Net loss as reported                                                  $(128,766)                    $(291,543)
Compensation expense based on fair value,
     net of related tax effects                                         (17,805)                      (35,610)
                                                                      ---------                     ---------

     Pro forma net loss                                               $(146,571)                    $(327,153)
                                                                      =========                     =========

Basic and diluted net loss per share as reported                      $   (0.01)                    $   (0.02)
                                                                      =========                     =========

     Pro forma                                                        $   (0.01)                    $   (0.03)
                                                                      =========                     =========


Pro forma compensation expense recognized under SFAS No. 123 does not consider
estimated forfeitures.


G. RECLASSIFICATIONS

Certain June 2005 amounts have been reclassified to conform to the June 2006
presentation. The reclassifications had no material effect on operations.


H. SUBSEQUENT EVENTS

On July 26, 2006, John G. Baust, who served until such date as President and
Chief Executive Officer of the Company relinquished such position to become
Chairman of the Board of Directors and Chief Scientific Officer of the Company
and to focus on product development. Dr. Baust entered into a new employment
agreement with the Company, pursuant to which (a) he is employed by the Company
for an initial term of one (1) year, which term shall automatically renew for
additional one (1) year periods, unless not less than 90 days prior to the
commencement of any such one (1) year period the Company notifies Dr. Baust, in
writing, that the term of the agreement shall not be extended, (b) he will
receive a base salary of $20,000 per month through January 26, 2007, and
thereafter $10,000 per month, and shall be entitled to annual bonuses of up to
50% of his base salary based upon the achievement of specific milestones to be
accomplished by the Company for the ensuing year, (c) in the event he leaves the
employ of the Company (voluntarily or involuntarily) within three (3) months
after a Change of Control, the Company shall continue to pay his base salary for
a period of 24 consecutive months, and (d) in the event his employment is
terminated by the Company without cause, the Company shall continue to pay him
his base salary through the end of the then current term of the agreement and
any bonus to which he might be entitled through the end of the quarter during
which such termination takes effect.

Additionally, on July 26, 2006, Michael Rice was named as President and Chief
Executive Officer of the Company, effective as of August 7, 2006. Mr. Rice has
entered into an employment agreement with the Company, commencing August 7,
2006, pursuant to which (a) he is employed by the Company for an initial term of
one (1) year, which term shall automatically renew for successive one (1) year
periods in the event either party does not send the other a "termination notice"
not less than ninety (90) days prior to the expiration of the initial term, or
any subsequent term, (b) he will receive a base salary of $200,000, with such
increases as may be determined from time to time by the Board of Directors, and
will be eligible for quarterly bonus payments equal to $25,000 per calendar
quarter based on certain key objectives which will be determined by the Board,
(c) he will be granted options to purchase 1,500,000 shares of the Company's
Common Stock, which options will be exercisable at the fair market value of the
Company's Common Stock on the date of grant and will vest over a period of three
(3) years, and (d) in the event his employment is terminated by the Company
Without Cause or by Mr. Rice for Good Reason, he will be entitled to continued
payment of his base salary for one (1) year after the date of termination, or,
if termination by him for Good Reason is on account of a "Change in Control,"
eighteen (18) months after the effective date of the "Change in Control" event.

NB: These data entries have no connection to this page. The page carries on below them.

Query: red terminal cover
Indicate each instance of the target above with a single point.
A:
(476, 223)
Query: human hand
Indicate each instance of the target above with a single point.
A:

                                       8


Pursuant to his employment agreement, upon joining the Company on August 7,
2006, Mr. Rice will be nominated and elected as a director of the Company. Mr.
Rice will not serve on any committee as the Board does not have any committees.
Other than the covenant in his employment agreement to nominate and elect him as
a director of the Company, there was no arrangement or understanding between Mr.
Rice and any other person, pursuant to which Mr. Rice is to be elected as a
director.

There are no family relationships between Mr. Rice and any of the directors or
executive officers of the Company. There have been no transactions during the
past two (2) years between Mr. Rice (or any member of his immediate family) and
the Company.


                                       9


ITEM 2. MANAGEMENT'S DISCUSSION AND ANALYSIS

The following discussion should be read in conjunction with the Company's
financial statements and notes thereto set forth elsewhere herein.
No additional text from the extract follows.